The latest nihilistic Nostradamus to emerge from the shadows of a poky London office, shuffling a report sheet of impending doom, destruction and dismay, is the National Institute of Economic and Social Research (NIESR), who have now estimated that the UK stands a 50 per cent chance of blundering into recession by 2018.
One of many ‘thinktanks’ to have been made to feel somewhat worthwhile since the Brexit vote, temporarily basking in the warm glow of raw bewilderment, the NIESR claims that more than 300,000 jobs will be flushed down the drain by the third quarter of 2017, that inflation will rise above three per cent, and the government will be forced to borrow £47 billion on top of all its other expenses.
The economy is expected to slowly grind to a standstill, plodding along at 0.2 per cent this quarter, and struggling to hit even that depressing target throughout the remainder of the year.

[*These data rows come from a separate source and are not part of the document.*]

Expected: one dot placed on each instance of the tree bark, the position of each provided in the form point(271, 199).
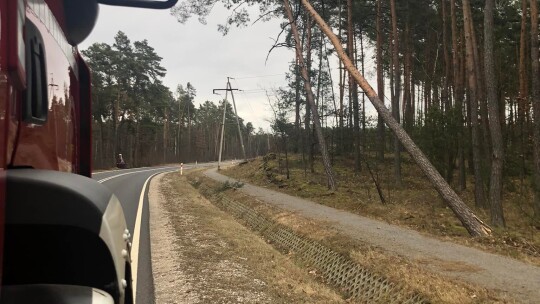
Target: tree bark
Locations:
point(495, 184)
point(470, 221)
point(309, 96)
point(535, 88)
point(397, 87)
point(380, 83)
point(523, 86)
point(458, 96)
point(471, 74)
point(353, 89)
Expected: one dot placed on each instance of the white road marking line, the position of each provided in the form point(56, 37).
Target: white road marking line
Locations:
point(137, 233)
point(127, 173)
point(136, 239)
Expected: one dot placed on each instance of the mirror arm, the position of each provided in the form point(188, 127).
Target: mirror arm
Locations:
point(142, 4)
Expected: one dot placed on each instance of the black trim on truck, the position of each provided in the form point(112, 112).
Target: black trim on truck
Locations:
point(55, 198)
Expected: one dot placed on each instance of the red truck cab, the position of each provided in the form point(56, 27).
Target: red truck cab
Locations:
point(63, 237)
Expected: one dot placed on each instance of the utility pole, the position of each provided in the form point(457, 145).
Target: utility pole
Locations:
point(227, 89)
point(237, 120)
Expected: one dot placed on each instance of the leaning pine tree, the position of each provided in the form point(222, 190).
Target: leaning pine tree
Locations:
point(474, 225)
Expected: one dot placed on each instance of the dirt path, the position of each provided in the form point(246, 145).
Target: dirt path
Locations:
point(516, 279)
point(202, 255)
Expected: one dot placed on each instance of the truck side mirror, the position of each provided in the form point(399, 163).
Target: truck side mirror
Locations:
point(156, 4)
point(35, 104)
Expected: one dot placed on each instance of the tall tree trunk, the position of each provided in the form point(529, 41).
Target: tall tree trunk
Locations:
point(408, 114)
point(471, 74)
point(309, 109)
point(535, 71)
point(309, 96)
point(397, 88)
point(165, 134)
point(458, 96)
point(353, 88)
point(470, 221)
point(495, 184)
point(380, 83)
point(523, 85)
point(446, 101)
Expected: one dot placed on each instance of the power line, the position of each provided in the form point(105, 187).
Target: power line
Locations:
point(260, 76)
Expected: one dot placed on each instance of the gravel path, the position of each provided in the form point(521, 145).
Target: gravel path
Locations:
point(515, 279)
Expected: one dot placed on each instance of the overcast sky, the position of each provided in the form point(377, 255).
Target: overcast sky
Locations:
point(199, 54)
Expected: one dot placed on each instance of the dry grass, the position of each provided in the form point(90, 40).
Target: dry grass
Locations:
point(226, 262)
point(400, 270)
point(415, 205)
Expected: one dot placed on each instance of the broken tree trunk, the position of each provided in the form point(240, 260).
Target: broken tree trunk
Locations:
point(311, 100)
point(474, 225)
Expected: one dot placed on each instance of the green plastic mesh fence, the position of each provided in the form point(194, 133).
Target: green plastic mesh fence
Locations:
point(358, 283)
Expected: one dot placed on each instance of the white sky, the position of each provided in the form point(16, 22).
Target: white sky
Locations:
point(199, 54)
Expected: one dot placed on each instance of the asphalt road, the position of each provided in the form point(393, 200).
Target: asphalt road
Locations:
point(131, 187)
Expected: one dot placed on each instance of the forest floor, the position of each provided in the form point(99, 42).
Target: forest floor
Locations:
point(213, 257)
point(414, 205)
point(200, 254)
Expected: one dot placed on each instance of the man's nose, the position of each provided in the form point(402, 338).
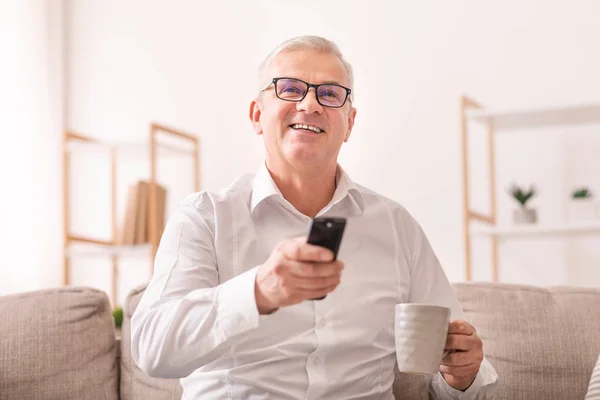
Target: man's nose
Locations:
point(309, 103)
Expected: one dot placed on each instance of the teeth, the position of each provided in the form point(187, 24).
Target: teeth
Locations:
point(309, 127)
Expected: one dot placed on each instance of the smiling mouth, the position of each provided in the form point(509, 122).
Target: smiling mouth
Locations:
point(306, 127)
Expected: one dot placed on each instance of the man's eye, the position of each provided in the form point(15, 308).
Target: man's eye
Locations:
point(329, 93)
point(291, 90)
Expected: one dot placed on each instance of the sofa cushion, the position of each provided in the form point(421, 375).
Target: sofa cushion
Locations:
point(593, 392)
point(135, 384)
point(58, 344)
point(543, 342)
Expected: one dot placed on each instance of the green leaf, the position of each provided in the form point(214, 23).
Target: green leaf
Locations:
point(118, 316)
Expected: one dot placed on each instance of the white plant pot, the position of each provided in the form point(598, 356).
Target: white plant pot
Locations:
point(525, 215)
point(582, 210)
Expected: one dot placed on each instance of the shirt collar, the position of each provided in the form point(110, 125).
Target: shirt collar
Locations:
point(264, 187)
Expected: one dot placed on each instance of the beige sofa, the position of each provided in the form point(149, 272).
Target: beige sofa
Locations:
point(60, 344)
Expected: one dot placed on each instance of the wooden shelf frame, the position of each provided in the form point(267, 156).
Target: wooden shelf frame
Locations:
point(156, 130)
point(468, 213)
point(507, 120)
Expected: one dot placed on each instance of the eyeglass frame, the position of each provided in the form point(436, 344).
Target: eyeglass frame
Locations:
point(308, 86)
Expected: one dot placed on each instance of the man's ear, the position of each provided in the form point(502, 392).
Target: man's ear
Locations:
point(351, 117)
point(255, 111)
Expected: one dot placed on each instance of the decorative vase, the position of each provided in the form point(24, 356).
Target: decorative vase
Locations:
point(582, 209)
point(524, 215)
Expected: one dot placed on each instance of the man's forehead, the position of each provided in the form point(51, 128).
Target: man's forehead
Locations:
point(309, 65)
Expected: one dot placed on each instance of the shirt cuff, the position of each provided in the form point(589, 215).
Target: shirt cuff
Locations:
point(236, 305)
point(486, 378)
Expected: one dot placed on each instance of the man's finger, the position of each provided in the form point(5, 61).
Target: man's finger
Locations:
point(459, 372)
point(458, 359)
point(456, 341)
point(460, 327)
point(302, 269)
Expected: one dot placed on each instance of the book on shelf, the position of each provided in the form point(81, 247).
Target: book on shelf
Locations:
point(136, 221)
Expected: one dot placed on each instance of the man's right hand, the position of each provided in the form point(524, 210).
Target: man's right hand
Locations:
point(295, 271)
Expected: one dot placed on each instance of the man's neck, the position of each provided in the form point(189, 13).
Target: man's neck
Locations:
point(309, 190)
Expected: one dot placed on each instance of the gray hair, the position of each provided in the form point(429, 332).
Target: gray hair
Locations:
point(315, 43)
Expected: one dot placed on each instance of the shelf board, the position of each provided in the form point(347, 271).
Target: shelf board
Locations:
point(570, 229)
point(131, 149)
point(100, 250)
point(536, 118)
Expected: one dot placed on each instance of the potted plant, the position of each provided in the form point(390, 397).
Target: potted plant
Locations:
point(523, 214)
point(118, 316)
point(582, 206)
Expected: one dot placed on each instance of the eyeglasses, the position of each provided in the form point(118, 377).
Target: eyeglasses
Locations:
point(328, 94)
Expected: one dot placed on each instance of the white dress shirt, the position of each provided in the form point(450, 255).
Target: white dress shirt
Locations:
point(198, 318)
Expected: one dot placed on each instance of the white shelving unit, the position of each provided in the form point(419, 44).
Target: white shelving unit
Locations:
point(162, 141)
point(504, 121)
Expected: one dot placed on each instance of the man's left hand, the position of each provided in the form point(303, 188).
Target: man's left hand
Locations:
point(460, 367)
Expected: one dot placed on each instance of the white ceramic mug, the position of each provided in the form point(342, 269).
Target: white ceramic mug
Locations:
point(421, 333)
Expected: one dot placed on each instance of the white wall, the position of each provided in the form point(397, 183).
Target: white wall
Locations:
point(30, 124)
point(192, 65)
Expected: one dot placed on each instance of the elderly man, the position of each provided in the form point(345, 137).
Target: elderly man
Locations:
point(230, 309)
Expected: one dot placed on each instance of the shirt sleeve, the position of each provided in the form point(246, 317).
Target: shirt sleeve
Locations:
point(186, 317)
point(430, 285)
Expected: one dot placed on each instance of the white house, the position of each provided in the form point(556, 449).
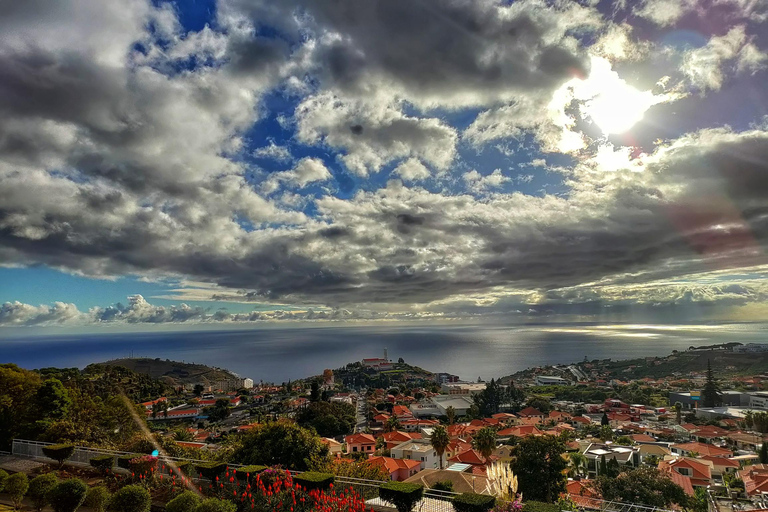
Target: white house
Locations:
point(420, 450)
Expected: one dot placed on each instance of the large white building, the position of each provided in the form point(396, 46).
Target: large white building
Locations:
point(420, 450)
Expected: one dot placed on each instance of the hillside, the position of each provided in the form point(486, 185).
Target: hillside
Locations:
point(173, 372)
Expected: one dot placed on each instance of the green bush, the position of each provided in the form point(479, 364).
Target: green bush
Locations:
point(246, 472)
point(59, 452)
point(539, 506)
point(211, 470)
point(97, 498)
point(403, 496)
point(131, 498)
point(102, 462)
point(314, 480)
point(16, 487)
point(471, 502)
point(187, 501)
point(68, 495)
point(39, 488)
point(124, 461)
point(216, 505)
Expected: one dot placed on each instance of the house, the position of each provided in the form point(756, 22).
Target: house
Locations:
point(531, 412)
point(696, 448)
point(398, 469)
point(360, 443)
point(392, 439)
point(334, 447)
point(463, 481)
point(419, 450)
point(755, 479)
point(699, 471)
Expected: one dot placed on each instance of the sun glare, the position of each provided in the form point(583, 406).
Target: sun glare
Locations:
point(608, 101)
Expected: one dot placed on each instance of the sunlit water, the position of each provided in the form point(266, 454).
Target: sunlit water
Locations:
point(470, 351)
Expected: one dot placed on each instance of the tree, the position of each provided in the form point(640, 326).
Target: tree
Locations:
point(644, 486)
point(710, 395)
point(39, 488)
point(131, 498)
point(283, 443)
point(540, 467)
point(16, 487)
point(450, 413)
point(67, 496)
point(484, 441)
point(440, 441)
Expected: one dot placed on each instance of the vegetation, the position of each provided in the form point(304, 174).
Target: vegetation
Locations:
point(471, 502)
point(39, 487)
point(185, 502)
point(282, 443)
point(403, 496)
point(540, 467)
point(131, 498)
point(328, 419)
point(16, 487)
point(67, 496)
point(311, 480)
point(97, 498)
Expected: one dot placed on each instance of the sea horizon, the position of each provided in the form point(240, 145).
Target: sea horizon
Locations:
point(277, 353)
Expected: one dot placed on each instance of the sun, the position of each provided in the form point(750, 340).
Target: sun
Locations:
point(609, 101)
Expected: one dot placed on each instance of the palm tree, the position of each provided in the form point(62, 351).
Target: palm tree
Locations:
point(440, 441)
point(485, 442)
point(450, 412)
point(578, 464)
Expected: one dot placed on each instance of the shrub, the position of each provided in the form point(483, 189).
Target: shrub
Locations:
point(124, 461)
point(68, 495)
point(403, 496)
point(539, 506)
point(246, 472)
point(16, 487)
point(131, 498)
point(187, 501)
point(312, 480)
point(216, 505)
point(98, 498)
point(445, 485)
point(211, 470)
point(39, 488)
point(471, 502)
point(59, 452)
point(102, 462)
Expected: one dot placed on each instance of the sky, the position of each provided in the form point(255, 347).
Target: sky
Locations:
point(245, 162)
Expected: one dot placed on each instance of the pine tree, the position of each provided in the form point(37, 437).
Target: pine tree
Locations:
point(710, 395)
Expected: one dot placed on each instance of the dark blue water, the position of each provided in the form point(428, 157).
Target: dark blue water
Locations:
point(470, 351)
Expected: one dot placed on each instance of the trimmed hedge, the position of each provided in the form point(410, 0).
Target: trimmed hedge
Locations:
point(403, 496)
point(472, 502)
point(102, 462)
point(68, 495)
point(124, 461)
point(131, 498)
point(211, 470)
point(187, 501)
point(539, 506)
point(59, 452)
point(314, 480)
point(246, 472)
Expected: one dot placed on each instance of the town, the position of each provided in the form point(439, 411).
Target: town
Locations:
point(693, 436)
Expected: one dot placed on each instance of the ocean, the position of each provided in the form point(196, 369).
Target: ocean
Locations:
point(276, 354)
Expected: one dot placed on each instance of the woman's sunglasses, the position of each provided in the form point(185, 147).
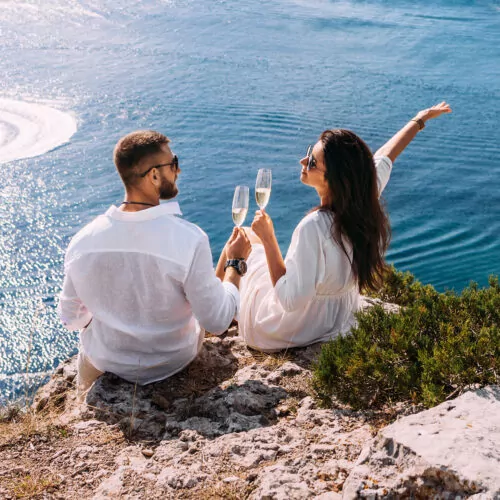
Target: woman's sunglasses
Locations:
point(311, 161)
point(174, 163)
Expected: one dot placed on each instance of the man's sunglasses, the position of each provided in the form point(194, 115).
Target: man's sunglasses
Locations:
point(311, 161)
point(174, 163)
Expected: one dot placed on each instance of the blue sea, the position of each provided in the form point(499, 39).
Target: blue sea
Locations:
point(237, 86)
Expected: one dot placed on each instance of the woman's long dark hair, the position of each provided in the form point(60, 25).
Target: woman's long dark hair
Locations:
point(358, 215)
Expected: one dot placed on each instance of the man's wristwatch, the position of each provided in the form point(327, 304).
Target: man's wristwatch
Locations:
point(239, 264)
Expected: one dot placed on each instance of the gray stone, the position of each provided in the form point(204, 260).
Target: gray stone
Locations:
point(450, 451)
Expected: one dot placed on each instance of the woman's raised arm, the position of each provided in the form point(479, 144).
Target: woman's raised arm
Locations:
point(395, 146)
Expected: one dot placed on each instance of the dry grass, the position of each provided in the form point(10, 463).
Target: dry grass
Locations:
point(273, 361)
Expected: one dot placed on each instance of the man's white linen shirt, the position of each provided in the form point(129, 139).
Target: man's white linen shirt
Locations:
point(146, 280)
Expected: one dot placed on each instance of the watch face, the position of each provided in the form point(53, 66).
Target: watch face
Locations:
point(242, 267)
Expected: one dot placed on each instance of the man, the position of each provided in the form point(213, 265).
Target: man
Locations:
point(139, 280)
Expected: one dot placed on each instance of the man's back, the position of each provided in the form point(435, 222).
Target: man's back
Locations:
point(143, 275)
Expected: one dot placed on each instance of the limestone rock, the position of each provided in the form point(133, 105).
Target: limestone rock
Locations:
point(450, 451)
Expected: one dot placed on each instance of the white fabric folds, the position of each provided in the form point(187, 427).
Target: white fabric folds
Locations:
point(146, 280)
point(317, 297)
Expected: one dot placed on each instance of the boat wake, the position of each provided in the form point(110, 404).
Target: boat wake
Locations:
point(29, 129)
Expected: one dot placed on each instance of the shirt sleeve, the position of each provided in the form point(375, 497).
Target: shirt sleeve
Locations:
point(383, 165)
point(213, 302)
point(72, 311)
point(298, 285)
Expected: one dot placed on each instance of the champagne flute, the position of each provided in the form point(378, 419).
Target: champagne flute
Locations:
point(263, 187)
point(240, 204)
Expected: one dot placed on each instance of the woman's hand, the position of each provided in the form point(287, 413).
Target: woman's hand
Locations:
point(238, 245)
point(262, 226)
point(434, 112)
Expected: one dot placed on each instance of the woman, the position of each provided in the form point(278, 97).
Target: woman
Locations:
point(336, 251)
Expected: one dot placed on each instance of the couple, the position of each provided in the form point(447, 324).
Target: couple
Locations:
point(139, 280)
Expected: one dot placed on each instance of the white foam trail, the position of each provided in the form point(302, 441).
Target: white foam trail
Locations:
point(28, 129)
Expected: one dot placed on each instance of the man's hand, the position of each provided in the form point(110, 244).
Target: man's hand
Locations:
point(262, 226)
point(238, 245)
point(434, 112)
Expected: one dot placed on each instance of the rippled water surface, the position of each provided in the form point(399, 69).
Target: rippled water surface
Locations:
point(237, 85)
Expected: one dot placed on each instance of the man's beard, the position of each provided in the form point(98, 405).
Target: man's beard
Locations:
point(168, 190)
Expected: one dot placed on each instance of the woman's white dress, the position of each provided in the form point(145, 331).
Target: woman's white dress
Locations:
point(316, 298)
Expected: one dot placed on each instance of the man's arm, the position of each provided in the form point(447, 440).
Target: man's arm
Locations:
point(72, 311)
point(215, 303)
point(396, 145)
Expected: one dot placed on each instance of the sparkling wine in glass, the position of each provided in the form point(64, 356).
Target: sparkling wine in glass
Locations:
point(263, 187)
point(240, 204)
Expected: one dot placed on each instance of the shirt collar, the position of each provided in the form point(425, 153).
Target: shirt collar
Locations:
point(169, 208)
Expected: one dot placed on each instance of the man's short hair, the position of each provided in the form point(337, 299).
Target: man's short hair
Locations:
point(134, 147)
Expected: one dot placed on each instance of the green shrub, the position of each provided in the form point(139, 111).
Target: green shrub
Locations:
point(436, 346)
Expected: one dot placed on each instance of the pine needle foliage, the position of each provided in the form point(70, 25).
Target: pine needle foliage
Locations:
point(438, 345)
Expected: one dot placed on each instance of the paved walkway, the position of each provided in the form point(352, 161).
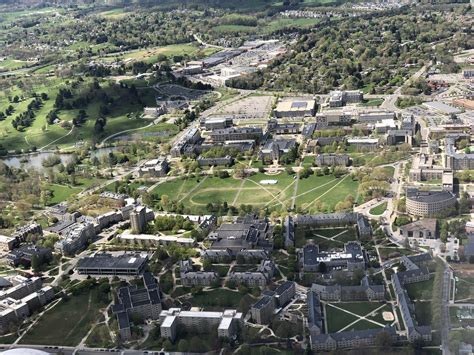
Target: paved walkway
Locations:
point(358, 316)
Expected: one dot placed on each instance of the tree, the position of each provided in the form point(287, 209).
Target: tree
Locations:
point(206, 265)
point(183, 345)
point(322, 268)
point(383, 340)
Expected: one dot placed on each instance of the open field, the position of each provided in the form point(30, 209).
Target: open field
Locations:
point(70, 319)
point(338, 320)
point(40, 134)
point(151, 55)
point(196, 193)
point(61, 193)
point(379, 209)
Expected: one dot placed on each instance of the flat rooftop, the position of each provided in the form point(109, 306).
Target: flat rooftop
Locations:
point(296, 105)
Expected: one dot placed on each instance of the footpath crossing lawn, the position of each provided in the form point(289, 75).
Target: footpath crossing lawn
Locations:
point(70, 320)
point(196, 193)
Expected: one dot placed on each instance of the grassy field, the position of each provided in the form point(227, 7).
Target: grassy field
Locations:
point(100, 337)
point(196, 193)
point(61, 193)
point(420, 290)
point(379, 209)
point(221, 298)
point(423, 313)
point(39, 134)
point(337, 319)
point(360, 308)
point(71, 320)
point(151, 55)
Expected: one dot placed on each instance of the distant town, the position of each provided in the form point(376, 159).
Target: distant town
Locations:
point(207, 190)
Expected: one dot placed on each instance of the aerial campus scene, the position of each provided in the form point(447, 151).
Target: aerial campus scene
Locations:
point(247, 176)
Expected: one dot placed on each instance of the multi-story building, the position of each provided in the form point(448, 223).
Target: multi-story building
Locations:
point(218, 122)
point(273, 149)
point(76, 238)
point(350, 339)
point(236, 133)
point(353, 257)
point(252, 256)
point(364, 143)
point(340, 98)
point(414, 332)
point(396, 136)
point(414, 262)
point(126, 264)
point(218, 161)
point(8, 243)
point(25, 253)
point(217, 256)
point(247, 233)
point(29, 229)
point(262, 310)
point(156, 168)
point(468, 73)
point(333, 118)
point(295, 108)
point(289, 232)
point(138, 219)
point(252, 279)
point(428, 203)
point(284, 293)
point(21, 301)
point(227, 322)
point(364, 228)
point(426, 228)
point(455, 160)
point(143, 302)
point(22, 287)
point(332, 160)
point(362, 292)
point(375, 116)
point(315, 316)
point(283, 128)
point(424, 168)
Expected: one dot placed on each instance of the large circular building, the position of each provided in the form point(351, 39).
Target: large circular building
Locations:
point(429, 203)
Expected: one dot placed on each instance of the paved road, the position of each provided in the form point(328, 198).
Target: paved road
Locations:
point(67, 350)
point(390, 100)
point(445, 318)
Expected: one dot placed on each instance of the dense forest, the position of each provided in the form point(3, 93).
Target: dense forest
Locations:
point(374, 53)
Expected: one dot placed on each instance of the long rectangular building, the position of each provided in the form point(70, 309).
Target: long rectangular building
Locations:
point(108, 264)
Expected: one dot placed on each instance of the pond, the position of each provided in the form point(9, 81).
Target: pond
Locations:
point(35, 160)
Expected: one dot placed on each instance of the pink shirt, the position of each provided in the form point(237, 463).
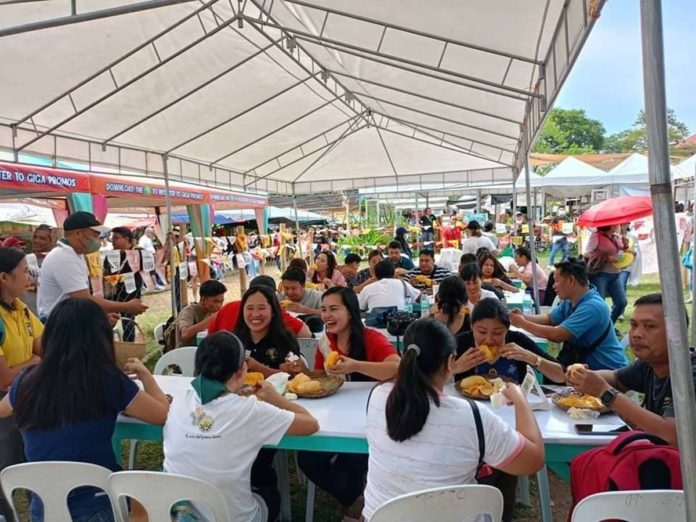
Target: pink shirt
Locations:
point(542, 278)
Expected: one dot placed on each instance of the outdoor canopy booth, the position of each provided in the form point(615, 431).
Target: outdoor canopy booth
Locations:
point(309, 96)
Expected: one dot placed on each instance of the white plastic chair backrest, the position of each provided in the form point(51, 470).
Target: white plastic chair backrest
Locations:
point(158, 492)
point(308, 349)
point(52, 481)
point(659, 504)
point(159, 333)
point(184, 357)
point(444, 504)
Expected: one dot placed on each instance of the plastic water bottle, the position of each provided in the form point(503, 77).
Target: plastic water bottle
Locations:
point(408, 304)
point(527, 303)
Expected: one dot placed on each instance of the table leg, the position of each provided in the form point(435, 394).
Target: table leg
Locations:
point(282, 470)
point(544, 495)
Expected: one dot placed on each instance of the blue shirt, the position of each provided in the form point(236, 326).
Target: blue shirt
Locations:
point(586, 322)
point(404, 262)
point(87, 441)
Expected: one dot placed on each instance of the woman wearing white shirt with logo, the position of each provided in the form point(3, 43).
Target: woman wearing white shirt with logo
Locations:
point(214, 434)
point(411, 421)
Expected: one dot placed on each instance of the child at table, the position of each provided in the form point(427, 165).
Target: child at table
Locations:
point(228, 429)
point(365, 355)
point(411, 420)
point(67, 405)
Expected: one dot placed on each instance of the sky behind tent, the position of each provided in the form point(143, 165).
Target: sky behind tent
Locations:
point(607, 80)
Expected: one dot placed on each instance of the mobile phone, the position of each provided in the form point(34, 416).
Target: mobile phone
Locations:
point(597, 429)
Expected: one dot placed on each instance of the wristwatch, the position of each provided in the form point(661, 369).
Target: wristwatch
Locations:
point(608, 397)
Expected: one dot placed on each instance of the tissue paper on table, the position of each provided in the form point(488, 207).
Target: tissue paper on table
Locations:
point(279, 381)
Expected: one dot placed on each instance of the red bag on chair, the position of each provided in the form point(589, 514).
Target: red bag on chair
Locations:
point(634, 460)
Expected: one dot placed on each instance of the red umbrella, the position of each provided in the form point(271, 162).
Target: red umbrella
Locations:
point(615, 211)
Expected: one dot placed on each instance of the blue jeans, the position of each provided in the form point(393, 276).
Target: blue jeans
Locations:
point(562, 245)
point(612, 284)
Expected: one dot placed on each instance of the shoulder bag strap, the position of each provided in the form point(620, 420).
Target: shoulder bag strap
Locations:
point(479, 432)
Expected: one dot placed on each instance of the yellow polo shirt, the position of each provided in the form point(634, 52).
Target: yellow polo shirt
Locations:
point(21, 328)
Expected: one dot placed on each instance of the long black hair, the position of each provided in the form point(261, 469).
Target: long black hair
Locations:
point(68, 385)
point(356, 339)
point(9, 259)
point(220, 356)
point(279, 334)
point(331, 264)
point(451, 297)
point(429, 345)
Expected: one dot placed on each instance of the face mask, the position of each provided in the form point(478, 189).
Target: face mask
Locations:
point(93, 244)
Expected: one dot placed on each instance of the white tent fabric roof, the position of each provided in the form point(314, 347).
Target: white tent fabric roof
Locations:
point(686, 169)
point(284, 96)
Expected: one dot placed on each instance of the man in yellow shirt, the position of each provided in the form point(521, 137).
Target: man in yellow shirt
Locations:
point(20, 346)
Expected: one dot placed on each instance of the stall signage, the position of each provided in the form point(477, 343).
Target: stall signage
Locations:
point(24, 177)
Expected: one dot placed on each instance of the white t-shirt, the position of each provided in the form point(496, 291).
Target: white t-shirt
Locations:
point(386, 292)
point(62, 273)
point(444, 453)
point(471, 244)
point(484, 294)
point(146, 243)
point(224, 453)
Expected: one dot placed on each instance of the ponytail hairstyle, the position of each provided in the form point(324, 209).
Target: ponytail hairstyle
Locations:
point(451, 297)
point(429, 345)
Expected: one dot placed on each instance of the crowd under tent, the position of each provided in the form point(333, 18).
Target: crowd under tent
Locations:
point(310, 96)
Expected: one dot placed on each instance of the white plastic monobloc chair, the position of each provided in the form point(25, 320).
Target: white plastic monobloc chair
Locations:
point(52, 481)
point(184, 358)
point(158, 492)
point(444, 504)
point(636, 506)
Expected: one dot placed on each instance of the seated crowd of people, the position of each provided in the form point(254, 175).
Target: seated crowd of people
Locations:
point(62, 390)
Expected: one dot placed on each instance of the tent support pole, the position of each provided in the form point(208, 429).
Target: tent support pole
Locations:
point(170, 235)
point(693, 271)
point(667, 248)
point(532, 237)
point(297, 222)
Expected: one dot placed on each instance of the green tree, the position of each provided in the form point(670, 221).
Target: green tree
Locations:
point(635, 139)
point(570, 131)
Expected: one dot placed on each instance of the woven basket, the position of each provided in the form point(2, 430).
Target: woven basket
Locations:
point(125, 350)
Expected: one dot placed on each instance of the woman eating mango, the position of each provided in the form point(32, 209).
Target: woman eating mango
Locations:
point(362, 354)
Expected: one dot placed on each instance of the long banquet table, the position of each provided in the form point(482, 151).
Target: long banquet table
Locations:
point(342, 426)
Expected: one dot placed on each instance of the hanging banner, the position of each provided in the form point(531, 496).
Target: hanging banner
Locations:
point(37, 179)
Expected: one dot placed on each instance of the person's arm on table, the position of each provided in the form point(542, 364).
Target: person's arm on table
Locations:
point(541, 326)
point(303, 424)
point(380, 371)
point(132, 307)
point(151, 404)
point(188, 333)
point(596, 383)
point(531, 458)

“We expect the UK to experience a marked economic slowdown in the second half of this year and throughout 2017. There is an even chance of a technical recession in the next 18 months while there is an elevated risk of further deterioration in the near term,” said principal research fellow at NIESR, Simon Kirby.
His colleague Jack Meaning advised monetary policymakers to take a ‘sledgehammer’ approach in their fiscal response to the growing crisis, and the NIESR suggested that government intervention will be necessary to stimulate the economy through tax cuts or spending increases as higher unemployment and lower wages muffle consumerism.